BPL: Driving Urban Sustainabillity with Building Carbon Caps

Objective

Develop the building blocks for a New York City policy to cap and reduce carbon emissions from large buildings in a way that minimizes cost, maximizes flexibility to building owners, and ignites market forces to achieve ambitious city-wide reductions in carbon emissions.

Background

Buildings are responsible for 70% of New York City's greenhouse gas emissions. Thus for NYC to achieve its goal of reducing carbon emissions 80% below 2005 levels by 2050, its buildings must dramatically reduce their carbon emissions. Unprecedented improvements in NYC building energy efficiency are anticipated through various initiatives such as the Greener Greater Buildings Plan, state and city energy conservation codes, the “Green Codes Task Force,” “2030 Districts”, the NYC Retrofit Accelerator, etc.  Still, “80 by 50” is an ambitious goal.  Given the real threat that current policies will not put NYC on track to meet it nor the interim targets, policy makers may resort to “measure-based mandates.” With New York City on the leading edge of initiatives that drive building energy efficiency, the City is an excellent test bed for alternative policy approaches.
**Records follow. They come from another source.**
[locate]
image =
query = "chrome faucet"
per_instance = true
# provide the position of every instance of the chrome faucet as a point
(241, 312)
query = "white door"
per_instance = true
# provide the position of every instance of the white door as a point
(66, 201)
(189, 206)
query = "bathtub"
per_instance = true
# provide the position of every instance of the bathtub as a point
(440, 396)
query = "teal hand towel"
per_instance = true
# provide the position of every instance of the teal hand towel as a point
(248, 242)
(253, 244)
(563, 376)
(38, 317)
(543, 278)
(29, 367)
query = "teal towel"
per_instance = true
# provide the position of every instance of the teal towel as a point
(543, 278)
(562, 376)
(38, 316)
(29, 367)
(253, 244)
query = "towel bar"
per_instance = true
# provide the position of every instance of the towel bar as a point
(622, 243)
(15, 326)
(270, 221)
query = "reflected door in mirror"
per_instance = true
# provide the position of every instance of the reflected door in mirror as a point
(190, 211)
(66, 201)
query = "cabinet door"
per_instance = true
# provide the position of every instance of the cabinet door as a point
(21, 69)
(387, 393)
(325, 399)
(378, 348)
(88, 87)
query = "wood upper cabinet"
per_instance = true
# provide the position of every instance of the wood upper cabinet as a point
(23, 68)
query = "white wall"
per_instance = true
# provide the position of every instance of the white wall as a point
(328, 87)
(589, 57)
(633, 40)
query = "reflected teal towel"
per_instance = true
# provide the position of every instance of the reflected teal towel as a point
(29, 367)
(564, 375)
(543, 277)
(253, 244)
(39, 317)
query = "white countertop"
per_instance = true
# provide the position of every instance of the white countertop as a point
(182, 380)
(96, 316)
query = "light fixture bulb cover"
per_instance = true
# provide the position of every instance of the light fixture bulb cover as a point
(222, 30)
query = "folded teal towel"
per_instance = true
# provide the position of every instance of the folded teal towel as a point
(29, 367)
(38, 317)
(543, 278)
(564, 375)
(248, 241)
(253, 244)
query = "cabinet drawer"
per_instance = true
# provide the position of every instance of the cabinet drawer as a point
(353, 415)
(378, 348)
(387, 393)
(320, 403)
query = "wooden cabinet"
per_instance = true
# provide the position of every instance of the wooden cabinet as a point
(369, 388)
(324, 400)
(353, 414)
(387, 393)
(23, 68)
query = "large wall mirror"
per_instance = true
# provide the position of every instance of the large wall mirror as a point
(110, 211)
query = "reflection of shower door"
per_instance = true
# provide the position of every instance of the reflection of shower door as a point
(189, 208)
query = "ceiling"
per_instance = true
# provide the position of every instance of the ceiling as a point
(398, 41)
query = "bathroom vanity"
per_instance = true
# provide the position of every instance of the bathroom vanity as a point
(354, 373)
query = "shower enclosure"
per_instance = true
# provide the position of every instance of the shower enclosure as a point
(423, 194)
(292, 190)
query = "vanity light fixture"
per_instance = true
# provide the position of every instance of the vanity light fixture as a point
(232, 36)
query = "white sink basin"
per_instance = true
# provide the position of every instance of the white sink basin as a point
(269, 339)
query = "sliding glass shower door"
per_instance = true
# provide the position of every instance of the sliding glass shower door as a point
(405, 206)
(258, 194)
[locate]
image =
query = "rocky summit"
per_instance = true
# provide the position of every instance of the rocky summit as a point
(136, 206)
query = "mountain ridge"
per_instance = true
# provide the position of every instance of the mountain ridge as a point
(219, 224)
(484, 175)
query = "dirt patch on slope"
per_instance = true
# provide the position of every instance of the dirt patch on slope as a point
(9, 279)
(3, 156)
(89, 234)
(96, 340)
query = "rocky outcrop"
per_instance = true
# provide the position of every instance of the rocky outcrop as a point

The EPA’s “Clean Power Plan” uses a strategy that requires states to reduce carbon emissions from power plants. However, it allows states to flexibly craft their plans using various techniques to achieve the required emissions reductions. Similarly, building owners could be given myriad options to meet an emissions reduction goal, with a policy that allows maximum flexibility in specifying technological choices.

Suggested Approaches

  1. Leverage data from Local Law 84 reporting: Annual energy reporting is currently done for large buildings in NYC using the EPA Portfolio Manager. Output includes a calculated value for carbon emissions based on “source energy.” Use this value as a baseline for performance, but analyze ways to ensure reporting accuracy (e.g. audits, certification) and minimize gaming.
     
  2. Determine cap variations depending on building usage: Energy use intensity varies depending upon how the building is used, e.g., hospitals, office buildings, schools and residential buildings all use different amounts of energy per square foot.
     
  3. Identify and specify alternative methods for eliminating carbon emissions: To enable flexibility for the owner to reach the carbon cap, explore and describe various approaches that enable building owners to achieve the cap. Alternatives can include (a) energy efficiency; (b) fuel switching, e.g. oil to gas; (c) distributed generation, e.g. CHP or solar; (d) purchase of renewable electricity through the grid; and (e) purchase of carbon offsets. Analyze the anticipated effects that different approaches will have both on building owner behavior and the markets.
     
  4. Accommodate financing solutions, encourage energy efficiency, and allow for transferability: Examine possible government-based financing initiatives to enable energy efficiency measures to be executed. Consider the possibility of allowing owners to accrue escrow funds usable for energy efficiency initiatives; and/or methods to transfer debt payments on energy investments from one owner to the next.